Das Leiden nach der Geburt

DOI: https://doi.org/10.4414/saez.2023.22139
Veröffentlichung: 06.09.2023
Schweiz Ärzteztg. 2023;104(36):8-9

Adrian Ritter

Postpartale Depression Sie ist eine Gefahr für die Gesundheit von Eltern und Kind. Erstmals wurde jetzt in den USA eine Behandlung gegen postpartale Depression in Pillenform zugelassen. In der Schweiz liegt noch kein Antrag auf Zulassung vor.

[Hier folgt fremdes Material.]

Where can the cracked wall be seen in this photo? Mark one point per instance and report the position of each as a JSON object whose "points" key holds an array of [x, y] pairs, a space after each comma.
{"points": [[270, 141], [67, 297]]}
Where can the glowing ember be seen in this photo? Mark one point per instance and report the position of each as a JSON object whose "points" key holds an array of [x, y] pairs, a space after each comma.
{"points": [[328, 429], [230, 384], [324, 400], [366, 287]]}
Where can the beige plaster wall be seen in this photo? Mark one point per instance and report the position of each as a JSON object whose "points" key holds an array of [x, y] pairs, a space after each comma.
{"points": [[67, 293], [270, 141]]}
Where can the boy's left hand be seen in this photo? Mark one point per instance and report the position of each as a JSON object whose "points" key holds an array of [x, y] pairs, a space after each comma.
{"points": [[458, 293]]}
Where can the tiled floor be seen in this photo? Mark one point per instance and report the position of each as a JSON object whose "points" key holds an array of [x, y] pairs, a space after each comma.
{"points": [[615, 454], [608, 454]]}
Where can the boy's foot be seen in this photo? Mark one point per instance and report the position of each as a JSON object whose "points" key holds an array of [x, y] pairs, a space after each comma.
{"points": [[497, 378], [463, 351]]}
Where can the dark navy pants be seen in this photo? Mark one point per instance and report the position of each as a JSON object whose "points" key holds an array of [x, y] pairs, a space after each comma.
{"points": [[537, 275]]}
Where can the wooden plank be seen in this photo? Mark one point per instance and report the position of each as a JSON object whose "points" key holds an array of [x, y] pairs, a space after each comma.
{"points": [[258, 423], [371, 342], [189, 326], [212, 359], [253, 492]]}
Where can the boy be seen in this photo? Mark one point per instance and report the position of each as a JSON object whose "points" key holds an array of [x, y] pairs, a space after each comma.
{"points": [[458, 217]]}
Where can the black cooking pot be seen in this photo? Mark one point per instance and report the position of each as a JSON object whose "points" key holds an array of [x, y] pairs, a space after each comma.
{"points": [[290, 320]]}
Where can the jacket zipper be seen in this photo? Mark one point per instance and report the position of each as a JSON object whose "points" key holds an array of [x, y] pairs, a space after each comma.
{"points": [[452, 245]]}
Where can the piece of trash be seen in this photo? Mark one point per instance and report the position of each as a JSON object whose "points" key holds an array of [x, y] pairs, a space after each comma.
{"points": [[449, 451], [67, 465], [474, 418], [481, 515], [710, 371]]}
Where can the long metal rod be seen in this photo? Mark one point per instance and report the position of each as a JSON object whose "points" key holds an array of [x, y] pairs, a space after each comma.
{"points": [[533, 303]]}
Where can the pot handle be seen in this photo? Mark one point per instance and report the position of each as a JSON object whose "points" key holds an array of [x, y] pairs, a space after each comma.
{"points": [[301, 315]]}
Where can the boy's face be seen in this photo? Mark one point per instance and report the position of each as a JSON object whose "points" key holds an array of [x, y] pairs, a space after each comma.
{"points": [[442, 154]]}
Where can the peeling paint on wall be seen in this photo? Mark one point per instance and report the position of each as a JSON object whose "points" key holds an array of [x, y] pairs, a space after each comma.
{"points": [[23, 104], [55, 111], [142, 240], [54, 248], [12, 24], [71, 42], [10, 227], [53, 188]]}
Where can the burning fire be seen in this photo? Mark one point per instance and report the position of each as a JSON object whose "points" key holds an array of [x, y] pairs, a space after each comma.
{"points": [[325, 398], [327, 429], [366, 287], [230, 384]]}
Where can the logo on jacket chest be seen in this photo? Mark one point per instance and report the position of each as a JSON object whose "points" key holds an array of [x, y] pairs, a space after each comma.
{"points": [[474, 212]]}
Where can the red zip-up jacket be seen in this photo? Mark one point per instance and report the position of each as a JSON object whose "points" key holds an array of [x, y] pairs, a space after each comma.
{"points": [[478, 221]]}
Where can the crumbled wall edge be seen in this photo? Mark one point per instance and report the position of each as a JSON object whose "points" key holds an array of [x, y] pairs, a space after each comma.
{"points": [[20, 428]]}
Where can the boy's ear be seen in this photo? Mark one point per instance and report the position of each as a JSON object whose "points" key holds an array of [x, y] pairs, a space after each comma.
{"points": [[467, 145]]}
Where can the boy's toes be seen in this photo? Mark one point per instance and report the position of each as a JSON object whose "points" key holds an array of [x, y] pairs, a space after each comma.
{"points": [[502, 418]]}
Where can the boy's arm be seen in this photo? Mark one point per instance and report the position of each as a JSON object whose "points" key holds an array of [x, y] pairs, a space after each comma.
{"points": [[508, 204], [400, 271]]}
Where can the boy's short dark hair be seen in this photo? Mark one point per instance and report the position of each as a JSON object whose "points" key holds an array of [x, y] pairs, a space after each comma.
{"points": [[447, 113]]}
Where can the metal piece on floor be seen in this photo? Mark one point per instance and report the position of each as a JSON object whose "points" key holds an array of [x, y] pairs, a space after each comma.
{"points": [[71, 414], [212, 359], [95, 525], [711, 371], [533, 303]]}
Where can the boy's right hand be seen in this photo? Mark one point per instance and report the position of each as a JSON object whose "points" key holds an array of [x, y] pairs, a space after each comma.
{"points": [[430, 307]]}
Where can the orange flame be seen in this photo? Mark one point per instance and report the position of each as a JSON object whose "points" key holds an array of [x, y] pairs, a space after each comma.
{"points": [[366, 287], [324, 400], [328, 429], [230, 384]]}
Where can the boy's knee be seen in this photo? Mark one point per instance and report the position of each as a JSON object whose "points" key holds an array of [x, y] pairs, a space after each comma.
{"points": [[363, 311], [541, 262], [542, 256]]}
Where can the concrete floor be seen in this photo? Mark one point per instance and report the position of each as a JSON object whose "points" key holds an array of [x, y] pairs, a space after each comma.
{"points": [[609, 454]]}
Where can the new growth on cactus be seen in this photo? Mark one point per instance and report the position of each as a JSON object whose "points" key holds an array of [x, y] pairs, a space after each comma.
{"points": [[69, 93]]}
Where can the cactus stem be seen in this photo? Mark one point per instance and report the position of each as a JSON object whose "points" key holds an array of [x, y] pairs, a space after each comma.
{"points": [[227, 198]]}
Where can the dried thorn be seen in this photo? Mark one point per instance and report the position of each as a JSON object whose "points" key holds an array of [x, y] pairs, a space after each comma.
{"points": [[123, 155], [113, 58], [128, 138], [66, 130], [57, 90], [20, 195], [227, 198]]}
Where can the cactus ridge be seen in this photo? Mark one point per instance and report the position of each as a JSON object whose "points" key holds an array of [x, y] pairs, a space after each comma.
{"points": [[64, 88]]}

Die US-Arzneimittelbehörde FDA hat dem Medikament Zurzuvae von Sage Therapeutics Anfang August die Zulassung erteilt [1]. Es ist das erste orale Medikament gegen postpartale Depression. Zurzuvae war in zwei randomisierten, doppelblinden, placebokontrollierten Multizenterstudien geprüft worden. Die Patientinnen in den Gruppen, die den Wirkstoff erhielten, zeigten dabei gemäss FDA eine signifikant stärkere Verbesserung der Symptome im Vergleich zu denjenigen in den Placebo-Gruppen.

Das stösst auch in der Schweiz auf Interesse. «Es ist sehr wertvoll, dass nun ein orales Antidepressivum spezifisch für die postpartale Depression verfügbar ist», sagt Prof. Dr. med. Daniel Surbek, Chefarzt an der Universitätsklinik für Frauenheilkunde am Inselspital Bern und Präsident der Kommission Qualitätssicherung der Schweizerischen Gesellschaft für Gynäkologie und Geburtshilfe.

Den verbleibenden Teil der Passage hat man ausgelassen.